Hardware Security Keys (WebAuthn / FIDO2)
Hardware security keys (YubiKey, Google Titan) are the strongest 2FA form: phishing-resistant because the key cryptographically binds authentication to the origin domain. WebAuthn (Web Authentication API): the browser mediates communication between the website and the security key. Registration: the server generates a challenge; the browser calls navigator.credentials.create() with the challenge and server origin. The key generates a public/private key pair, signs the challenge with the private key (which never leaves the key), and returns the public key and attestation. The server stores the public key for this credential. Authentication: the server generates a new challenge; the browser calls navigator.credentials.get(); the key signs the challenge with the private key; the server verifies the signature using the stored public key. Phishing prevention: the key includes the origin (website domain) in the signed data. A phishing site at fake-bank.com cannot use credentials registered for real-bank.com — the signatures would be for different origins. WebAuthn also works as a passwordless authentication mechanism (passkeys) — the key can be a phone using biometric authentication.
Recovery Codes and Account Recovery
Users lose phones and hardware keys. Recovery codes are pre-generated one-time codes that allow account access when 2FA is unavailable. Generation: generate 8-10 random 16-character codes (alphanumeric, hyphen-separated: a3b4-c5d6-e7f8).
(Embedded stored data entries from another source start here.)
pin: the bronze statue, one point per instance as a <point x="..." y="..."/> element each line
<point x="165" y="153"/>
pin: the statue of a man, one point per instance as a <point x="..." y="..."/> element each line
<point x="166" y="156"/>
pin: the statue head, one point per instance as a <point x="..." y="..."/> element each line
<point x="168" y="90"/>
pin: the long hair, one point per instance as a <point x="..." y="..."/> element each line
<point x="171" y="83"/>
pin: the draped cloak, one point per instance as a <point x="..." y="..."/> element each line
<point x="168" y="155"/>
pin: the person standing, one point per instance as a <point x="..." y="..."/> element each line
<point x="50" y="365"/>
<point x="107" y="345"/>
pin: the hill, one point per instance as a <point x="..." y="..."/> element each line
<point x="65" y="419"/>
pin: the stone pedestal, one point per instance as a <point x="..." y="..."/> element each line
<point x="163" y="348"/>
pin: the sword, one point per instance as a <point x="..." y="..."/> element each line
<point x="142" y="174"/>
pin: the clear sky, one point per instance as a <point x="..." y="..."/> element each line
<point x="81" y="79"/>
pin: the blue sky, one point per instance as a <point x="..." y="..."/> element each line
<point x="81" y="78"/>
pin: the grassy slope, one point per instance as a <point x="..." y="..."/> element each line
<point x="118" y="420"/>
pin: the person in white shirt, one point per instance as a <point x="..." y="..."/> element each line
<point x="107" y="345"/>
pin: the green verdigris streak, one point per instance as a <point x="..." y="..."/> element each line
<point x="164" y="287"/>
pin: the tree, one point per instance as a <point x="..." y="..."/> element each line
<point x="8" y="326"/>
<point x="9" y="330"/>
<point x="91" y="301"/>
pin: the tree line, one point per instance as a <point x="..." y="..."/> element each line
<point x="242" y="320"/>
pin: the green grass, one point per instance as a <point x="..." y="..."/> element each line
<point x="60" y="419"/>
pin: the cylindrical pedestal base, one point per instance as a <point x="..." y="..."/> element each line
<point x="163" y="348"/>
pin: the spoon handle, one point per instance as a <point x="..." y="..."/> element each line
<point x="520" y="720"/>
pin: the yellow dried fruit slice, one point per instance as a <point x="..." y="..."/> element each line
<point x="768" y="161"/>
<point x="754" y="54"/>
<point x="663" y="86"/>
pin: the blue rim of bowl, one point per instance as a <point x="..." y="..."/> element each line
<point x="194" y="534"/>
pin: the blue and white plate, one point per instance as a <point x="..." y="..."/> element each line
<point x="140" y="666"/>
Store SHA-256 hashes in the database — not plaintext. Show to the user once at 2FA setup with instructions to print or store securely. Each code is single-use: on redemption, mark as used. If all codes are exhausted, provide an identity verification process (support ticket with government ID verification) to reset 2FA. Recovery code display UX: show all codes on one page with a “Download” button — never show them in subsequent sessions. Warn: “These codes cannot be shown again.” Backup 2FA methods: allow users to register multiple 2FA methods (TOTP + hardware key). If the primary method is unavailable, fall through to the backup. Enforce that at least one method is always active — prevent users from accidentally removing all 2FA methods and locking themselves out.